Diff Eq - Should be easy, but my answer is upside down

[Wildcat04]

Homework Statement

Find v_z(r)

Boundary Conditions:

1. v_z(R_o) = 0
2. v_z(R_i) = W

Homework Equations

(1/r) d/dr [r dv_z/dr] = 0 (from previous problem)

Let v = dv_z / dr

d/dr [r v] = 0

r v = c₁

v = c₁ / r

v_z = c₁ ln r + c₂

BC 1:

0 = c₁ ln R_o + c₂

c₂ = - c₁ ln R_o

BC 2:

W = c₁ ln R_i - c₁ ln R_o

W = c₁ (ln R_i - ln R_o)

W = c₁ ln(R_i/R_o)

c₁ = W / ln(R_i/R_o)

My Soultion:

v_z = (W ln r) / (ln(R_i/R_o) - (W ln R_o)/ln(R_i/R_o)

v_z = W[ln (r / R_o) / ln(R_i/R_o)]


Unfortunately, the answer key says it should be:

v_z = W [ln (R_o / r) / ln(R_o/R_i)]

So I am close but no cigar. I have recompleted this problem several times and keep arriving at the same solution. Can anyone point out my mistake?

 

[foxjwill]

Actually, the two answers are equivalent!

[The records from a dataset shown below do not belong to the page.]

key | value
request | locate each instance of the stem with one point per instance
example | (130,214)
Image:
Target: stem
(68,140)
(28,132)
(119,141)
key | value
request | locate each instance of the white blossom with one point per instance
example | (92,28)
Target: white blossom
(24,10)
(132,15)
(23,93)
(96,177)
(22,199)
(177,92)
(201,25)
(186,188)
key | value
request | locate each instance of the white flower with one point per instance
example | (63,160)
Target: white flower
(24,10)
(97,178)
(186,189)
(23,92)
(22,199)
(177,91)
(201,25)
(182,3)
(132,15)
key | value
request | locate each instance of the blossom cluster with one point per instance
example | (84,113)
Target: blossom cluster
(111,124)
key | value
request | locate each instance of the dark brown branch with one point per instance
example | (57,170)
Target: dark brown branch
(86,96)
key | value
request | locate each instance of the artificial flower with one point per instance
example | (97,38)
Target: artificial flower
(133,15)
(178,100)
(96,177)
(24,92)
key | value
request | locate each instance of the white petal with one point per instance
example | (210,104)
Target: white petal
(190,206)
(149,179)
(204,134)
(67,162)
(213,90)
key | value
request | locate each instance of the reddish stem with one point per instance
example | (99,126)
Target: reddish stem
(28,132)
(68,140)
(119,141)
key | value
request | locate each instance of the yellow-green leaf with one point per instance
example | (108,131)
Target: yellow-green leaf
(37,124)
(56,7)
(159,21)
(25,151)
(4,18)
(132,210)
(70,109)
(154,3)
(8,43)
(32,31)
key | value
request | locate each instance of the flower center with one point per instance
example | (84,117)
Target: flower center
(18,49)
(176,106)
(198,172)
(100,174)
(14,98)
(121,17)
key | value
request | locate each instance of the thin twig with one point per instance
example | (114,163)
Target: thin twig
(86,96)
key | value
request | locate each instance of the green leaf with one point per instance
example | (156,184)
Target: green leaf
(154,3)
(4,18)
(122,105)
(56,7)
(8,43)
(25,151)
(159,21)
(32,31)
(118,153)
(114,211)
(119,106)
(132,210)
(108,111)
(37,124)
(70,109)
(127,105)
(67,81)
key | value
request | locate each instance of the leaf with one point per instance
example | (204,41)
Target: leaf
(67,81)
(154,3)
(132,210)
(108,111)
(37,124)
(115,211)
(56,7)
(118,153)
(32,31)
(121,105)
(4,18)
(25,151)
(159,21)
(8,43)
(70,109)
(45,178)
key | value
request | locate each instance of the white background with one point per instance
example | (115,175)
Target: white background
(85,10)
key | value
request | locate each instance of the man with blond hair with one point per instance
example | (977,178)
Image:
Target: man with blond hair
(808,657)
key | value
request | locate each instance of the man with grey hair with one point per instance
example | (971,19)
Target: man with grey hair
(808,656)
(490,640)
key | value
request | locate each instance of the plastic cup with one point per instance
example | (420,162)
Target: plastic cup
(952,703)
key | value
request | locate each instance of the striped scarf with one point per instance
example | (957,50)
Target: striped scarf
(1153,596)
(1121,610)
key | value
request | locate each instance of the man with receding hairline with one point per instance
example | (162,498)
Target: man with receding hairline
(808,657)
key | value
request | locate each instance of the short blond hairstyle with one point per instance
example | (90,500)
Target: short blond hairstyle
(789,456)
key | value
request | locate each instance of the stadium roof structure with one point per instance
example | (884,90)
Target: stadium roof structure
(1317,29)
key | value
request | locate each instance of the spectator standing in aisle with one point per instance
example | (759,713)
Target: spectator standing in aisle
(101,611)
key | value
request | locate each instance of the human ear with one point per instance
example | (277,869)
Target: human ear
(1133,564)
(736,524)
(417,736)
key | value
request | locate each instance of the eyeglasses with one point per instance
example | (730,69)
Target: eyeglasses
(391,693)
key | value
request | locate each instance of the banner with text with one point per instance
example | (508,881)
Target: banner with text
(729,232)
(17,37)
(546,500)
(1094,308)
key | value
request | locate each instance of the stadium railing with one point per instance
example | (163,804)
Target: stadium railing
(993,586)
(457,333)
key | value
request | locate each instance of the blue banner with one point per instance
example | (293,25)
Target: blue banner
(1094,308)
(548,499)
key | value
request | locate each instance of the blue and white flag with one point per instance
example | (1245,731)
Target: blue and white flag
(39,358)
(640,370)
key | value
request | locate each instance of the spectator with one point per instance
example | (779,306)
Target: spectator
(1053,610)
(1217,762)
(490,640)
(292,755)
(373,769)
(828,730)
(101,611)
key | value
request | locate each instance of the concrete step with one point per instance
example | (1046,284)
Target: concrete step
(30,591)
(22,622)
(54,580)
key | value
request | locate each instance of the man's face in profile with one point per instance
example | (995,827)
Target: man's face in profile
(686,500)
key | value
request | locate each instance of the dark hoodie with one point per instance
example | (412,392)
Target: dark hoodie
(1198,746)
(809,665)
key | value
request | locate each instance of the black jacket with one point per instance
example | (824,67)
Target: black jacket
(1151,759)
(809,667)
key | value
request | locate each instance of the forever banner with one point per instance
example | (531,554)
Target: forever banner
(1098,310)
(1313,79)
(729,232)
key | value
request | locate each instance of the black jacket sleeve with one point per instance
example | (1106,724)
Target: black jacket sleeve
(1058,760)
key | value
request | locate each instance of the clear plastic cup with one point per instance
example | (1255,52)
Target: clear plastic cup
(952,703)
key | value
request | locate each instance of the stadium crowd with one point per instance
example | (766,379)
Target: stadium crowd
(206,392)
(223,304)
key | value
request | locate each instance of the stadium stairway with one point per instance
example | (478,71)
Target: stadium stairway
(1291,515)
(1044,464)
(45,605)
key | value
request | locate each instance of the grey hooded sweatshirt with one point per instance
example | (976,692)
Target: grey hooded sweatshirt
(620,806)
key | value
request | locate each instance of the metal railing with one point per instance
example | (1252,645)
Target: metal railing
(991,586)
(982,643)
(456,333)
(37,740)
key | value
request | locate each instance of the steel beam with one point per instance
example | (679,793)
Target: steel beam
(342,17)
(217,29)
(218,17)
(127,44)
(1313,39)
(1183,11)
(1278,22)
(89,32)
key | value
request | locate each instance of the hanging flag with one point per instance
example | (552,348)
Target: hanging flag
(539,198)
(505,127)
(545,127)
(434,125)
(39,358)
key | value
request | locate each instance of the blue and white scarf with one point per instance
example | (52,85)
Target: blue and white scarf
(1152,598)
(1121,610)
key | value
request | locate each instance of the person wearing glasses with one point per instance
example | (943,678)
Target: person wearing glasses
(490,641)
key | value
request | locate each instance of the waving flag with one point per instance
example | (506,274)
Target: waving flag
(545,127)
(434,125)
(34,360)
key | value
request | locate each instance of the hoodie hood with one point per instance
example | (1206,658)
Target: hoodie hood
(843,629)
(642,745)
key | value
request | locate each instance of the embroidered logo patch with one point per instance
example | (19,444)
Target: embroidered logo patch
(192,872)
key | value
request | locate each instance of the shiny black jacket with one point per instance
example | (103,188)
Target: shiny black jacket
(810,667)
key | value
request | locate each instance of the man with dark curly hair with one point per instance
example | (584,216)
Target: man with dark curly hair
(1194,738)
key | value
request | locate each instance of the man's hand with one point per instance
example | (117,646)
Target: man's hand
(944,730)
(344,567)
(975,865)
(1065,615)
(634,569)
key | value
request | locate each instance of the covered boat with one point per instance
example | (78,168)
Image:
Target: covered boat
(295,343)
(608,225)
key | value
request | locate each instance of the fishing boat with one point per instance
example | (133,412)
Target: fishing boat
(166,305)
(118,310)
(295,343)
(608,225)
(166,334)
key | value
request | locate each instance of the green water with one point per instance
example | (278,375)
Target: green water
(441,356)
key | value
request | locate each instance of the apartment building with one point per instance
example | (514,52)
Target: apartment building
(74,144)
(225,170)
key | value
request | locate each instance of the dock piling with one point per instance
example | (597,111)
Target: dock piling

Recall that

\frac{\ln\left(\frac{1}{a}\right)}{\ln\left(\frac{1}{b}\right)} = \frac{\ln\left(a^{-1}\right)}{\ln\left(b^{-1}\right)} = \frac{-\ln{a}}{-\ln{b}} = \frac{\ln{a}}{\ln{b}}​

 

[Wildcat04]

Hrmmm...I always forget about identities, weither it be sin / cos or in this case natural logs.

Thank you foxjwill, I thought this was an easy one but I couldn't figure out how to get the correct answer, when, all along, I had it!